Le 28 novembre prochain, tou·tes aux urnes ! 🗳 Mais s’il y a bien un sujet auquel on ne comprend rien, c’est l’initiative sur la justice, qui propose de désigner les juges fédéraux par tirage au sort 🧑‍⚖️ Vulgarisation.

Afin que tu puisses te forger ta propre opinion en vue de la votation du 28 novembre prochain, Alexia te vulgarise l’ensemble des enjeux entourant l’initiative sur la justice, qui n’est de loin pas simple à comprendre !

Résumé

Chapitres

  • Le système actuel
  • Le système proposé par l’initiative
  • Critique du système actuel
  • Solutions – et autres difficultés – apportées par l’initiative
  • Conclusion

Le système actuel

Actuellement, l’élection des juges fédéraux, pour une durée de six ans, est une prérogative de l’Assemblée fédérale (art. 145 et 168 de la Constitution fédérale du 8 avril 1999). Voici à peu près l’entier de ce que prévoit la Constitution à ce sujet. La majorité des règles entourant l’élection des juges fédéraux vient de la pratique.

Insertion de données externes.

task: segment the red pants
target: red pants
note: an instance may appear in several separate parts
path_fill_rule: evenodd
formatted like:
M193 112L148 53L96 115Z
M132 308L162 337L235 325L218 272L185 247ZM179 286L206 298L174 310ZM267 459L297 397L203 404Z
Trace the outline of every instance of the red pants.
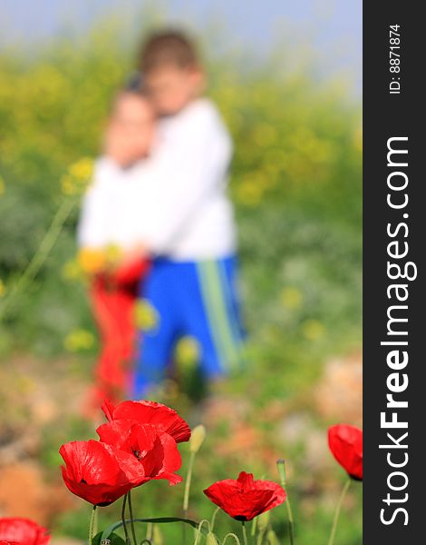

Voici succinctement comment se déroule une élection. Les posts vacants sont mis au concours public par la Commission judiciaire qui, après l’audition des candidat·es, propose ou non leur élection à l’Assemblée fédérale. Si l’art. 143 de la Constitution requiert, pour seul critère, que les juges aient la nationalité suisse, la Commission tient compte de certains critères professionnels, comme l’expérience et la formation, personnels ou encore linguistiques. Elle veille également à une représentation équilibrée des sexes et des forces politiques. Ce dernier point a un poids considérable puisqu’aucun candidat non partisan n’a été élu depuis 1943.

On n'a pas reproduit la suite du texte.